Pequeños accidentes, grandes catástrofes
Lo explicaba muy bien Manuel Montero la semana pasada en estas mismas páginas, en su columna sobre los sucesos que han encendido el último verano. La política convertida en obtusa, torticera denuncia sistemática de todas las catástrofes. Catastrofismo antes, durante y, sobre todo, después de las catástrofes. El caso es que no falten (que no faltan) las malditas catástrofes: trenes que descarrilan, incendios que destruyen centenares de miles de hectáreas, lluvias que se lo llevan todo por delante. El político encuentra en el desastre (de mayor o menor calado natural) un rico yacimiento demagógico. No se trata de investigar a fondo en los sucesos y proponer medidas preventivas que permitan, dentro de lo posible, evitar determinado tipo de catástrofes donde, por otra parte, existen elementos no siempre controlables, detectables e incluso previsibles. Los hechos nos demuestran que, después de las denuncias y las acusaciones y los gritos, son pocas las propuestas constructivas.
Deberíamos aceptar la incertidumbre. Asumir de una vez que la seguridad absoluta no es posible. Pero la tentación es demasiado grande para algunos políticos, incapaces de admitir que una catástrofe puede ser simplemente, tristemente, una fatal catástrofe que hubiera sucedido con un partido u otro en el poder. Estamos, sin embargo, habituándonos al espectáculo de los políticos chapoteando en el lodo de la catástrofe, metidos hasta el cuello en los cascotes de la demagogia, sin asomo de vergüenza o pudor. Hay políticos que hacen catástrofes como existen periodistas que hacen tribunales, deportes o sucesos. La catástrofe es un género lleno de posibilidades, es verdad. Pueden salir de ella titulares, películas, novelas y, ante todo, toneladas de mala política o de política desnaturalizada, adulterada, sucia.
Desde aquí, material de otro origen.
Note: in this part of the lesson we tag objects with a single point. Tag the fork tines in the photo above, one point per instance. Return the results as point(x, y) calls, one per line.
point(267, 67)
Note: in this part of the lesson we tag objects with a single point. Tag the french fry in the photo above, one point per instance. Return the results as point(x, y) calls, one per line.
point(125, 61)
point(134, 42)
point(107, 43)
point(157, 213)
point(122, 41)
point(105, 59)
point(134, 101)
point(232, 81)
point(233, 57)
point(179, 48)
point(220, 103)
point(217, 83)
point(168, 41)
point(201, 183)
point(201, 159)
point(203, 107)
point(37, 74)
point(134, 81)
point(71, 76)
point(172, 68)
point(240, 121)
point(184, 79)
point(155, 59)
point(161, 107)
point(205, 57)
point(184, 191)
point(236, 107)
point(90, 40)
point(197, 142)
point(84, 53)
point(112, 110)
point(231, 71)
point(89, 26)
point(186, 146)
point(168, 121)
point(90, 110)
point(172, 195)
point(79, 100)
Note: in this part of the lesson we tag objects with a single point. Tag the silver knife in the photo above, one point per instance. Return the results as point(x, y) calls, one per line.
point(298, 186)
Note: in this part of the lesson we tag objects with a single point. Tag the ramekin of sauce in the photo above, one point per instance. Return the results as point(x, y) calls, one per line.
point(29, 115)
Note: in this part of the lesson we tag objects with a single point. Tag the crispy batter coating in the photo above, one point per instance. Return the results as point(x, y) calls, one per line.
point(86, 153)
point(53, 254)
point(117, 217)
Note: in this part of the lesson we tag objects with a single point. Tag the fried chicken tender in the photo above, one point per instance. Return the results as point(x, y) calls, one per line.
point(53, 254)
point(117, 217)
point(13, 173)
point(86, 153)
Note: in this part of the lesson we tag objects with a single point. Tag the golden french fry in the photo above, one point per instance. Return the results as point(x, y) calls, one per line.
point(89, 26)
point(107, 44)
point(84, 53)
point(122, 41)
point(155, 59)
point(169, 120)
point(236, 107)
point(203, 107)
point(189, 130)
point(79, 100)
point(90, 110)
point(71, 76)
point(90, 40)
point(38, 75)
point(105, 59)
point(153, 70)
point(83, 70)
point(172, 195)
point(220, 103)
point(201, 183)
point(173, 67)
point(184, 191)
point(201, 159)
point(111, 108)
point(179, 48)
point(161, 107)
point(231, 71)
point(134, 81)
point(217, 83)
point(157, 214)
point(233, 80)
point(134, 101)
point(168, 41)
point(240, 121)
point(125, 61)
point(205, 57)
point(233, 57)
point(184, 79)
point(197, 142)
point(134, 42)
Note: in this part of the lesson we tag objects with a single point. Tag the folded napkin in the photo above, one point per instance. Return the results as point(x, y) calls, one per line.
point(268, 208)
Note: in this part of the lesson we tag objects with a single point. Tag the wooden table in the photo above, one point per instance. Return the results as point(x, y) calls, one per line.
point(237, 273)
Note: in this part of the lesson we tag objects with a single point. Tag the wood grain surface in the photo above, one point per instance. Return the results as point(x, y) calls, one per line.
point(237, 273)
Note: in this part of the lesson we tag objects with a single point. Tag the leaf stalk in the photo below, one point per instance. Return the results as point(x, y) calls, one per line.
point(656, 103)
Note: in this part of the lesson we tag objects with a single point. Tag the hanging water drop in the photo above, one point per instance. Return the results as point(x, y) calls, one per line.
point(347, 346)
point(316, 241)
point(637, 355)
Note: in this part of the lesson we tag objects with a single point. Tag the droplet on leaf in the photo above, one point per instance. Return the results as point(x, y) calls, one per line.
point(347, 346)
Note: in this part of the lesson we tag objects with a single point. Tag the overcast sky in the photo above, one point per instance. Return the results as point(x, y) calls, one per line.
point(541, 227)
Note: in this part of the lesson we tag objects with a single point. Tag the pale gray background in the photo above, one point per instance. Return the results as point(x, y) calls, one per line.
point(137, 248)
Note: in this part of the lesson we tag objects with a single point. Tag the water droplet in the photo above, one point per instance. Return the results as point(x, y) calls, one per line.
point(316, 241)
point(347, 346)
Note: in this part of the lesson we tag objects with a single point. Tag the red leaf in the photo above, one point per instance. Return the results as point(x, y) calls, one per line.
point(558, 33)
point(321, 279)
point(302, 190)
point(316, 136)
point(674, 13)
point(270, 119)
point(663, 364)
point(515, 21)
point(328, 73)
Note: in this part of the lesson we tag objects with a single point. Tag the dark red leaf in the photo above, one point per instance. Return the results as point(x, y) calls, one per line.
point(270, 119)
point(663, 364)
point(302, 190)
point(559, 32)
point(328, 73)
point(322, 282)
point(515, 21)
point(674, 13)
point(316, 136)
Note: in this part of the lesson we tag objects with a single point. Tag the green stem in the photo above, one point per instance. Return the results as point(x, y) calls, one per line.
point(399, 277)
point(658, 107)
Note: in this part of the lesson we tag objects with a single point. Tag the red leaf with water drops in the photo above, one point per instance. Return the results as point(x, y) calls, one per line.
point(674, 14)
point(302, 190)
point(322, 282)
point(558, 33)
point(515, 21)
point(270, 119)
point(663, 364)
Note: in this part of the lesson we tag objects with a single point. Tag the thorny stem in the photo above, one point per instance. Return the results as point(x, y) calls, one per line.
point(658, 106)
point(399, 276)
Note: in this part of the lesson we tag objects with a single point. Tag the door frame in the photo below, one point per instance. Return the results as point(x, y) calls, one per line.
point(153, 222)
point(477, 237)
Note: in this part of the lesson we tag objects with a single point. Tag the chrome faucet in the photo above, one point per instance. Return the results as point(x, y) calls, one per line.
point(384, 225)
Un accidente, en cambio, no es ninguna catástrofe. Un accidente no es un suceso político. Un accidente puede tener su historia y su intrahistoria, sus circunstancias y sus protagonistas, pero no una película. No un escándalo público. No una comparecencia parlamentaria del ministro del ramo. Da igual que el accidente se repita callada, sordamente hasta formar un río de mutilados y difuntos que nadie quiere ver, oír, contar. Porque hablamos de muertos en Azpeitia, Mungia, Vitoria, Azkoitia, Pamplona, Trápaga, Santurtzi y otros pueblos y villas de nuestra geografía que aún esperan el recuento completo de bajas cuando acabe el verano. Beirut desde el andamio. Un verano bien negro para la siniestralidad en este país. Muertos con nombres y apellidos que nadie conoce y menos los políticos que prefieren hablar de otras catástrofes y no perder el tiempo hablando de la muerte al por menor. Muchos de ellos, además, son submuertos (trabajadores sometidos a la cadena de la subcontratas). Todos esos currantes que se caen del andamio o que pierden una mano o un brazo cumpliendo su jornada laboral podrían convertirse en "almas muertas" como las que contó Gogol. Almas muertas del siglo XXI. Se ocultan demasiados accidentes laborales en Euskadi, dicen los sindicatos. (La Inspección de Trabajo -leo en un suelto- ha sancionado y requerido a la empresa Montajes Nervión, subcontrata de Petronor, que declare los accidentes por amputación y fractura de sus trabajadores). Se trata de accidentes, nada más, nada grave, es lo que, al parecer, piensan quienes defienden nuestra seguridad y se apuntan a toda catástrofe en calidad (ya lo dijimos antes, este mismo verano) de bomberos-pirómanos.
Crecen los accidentes. Y todo nos anima a concluir que es el orden natural de las cosas, como un flujo imparable (durante muchos años, ETA fue un accidente, no una catástrofe). Accidentes laborales tan solo. Ni siquiera decrecen en verano, lo acabamos de ver. Las muertes se disparan porque la construcción no cesa, la subcontratación encadenada tampoco y la información y formación de los trabajadores se deja para luego o para nunca. En verano, además, trabaja menos gente y más deprisa. La semana pasada, en un andamio de Buztintxuri, en Pamplona, murió un obrero que trabajaba junto a su hijo de 18 años, herido gravemente. Dos por uno. Eran ecuatorianos, pero eso a lo mejor no es relevante, o sí (los accidentes tienen todos su historia). El mismo día se inauguró en Pamplona un congreso de Construcción. Ninguna autoridad abrió la boca. Fue un soleado día sin catástrofe.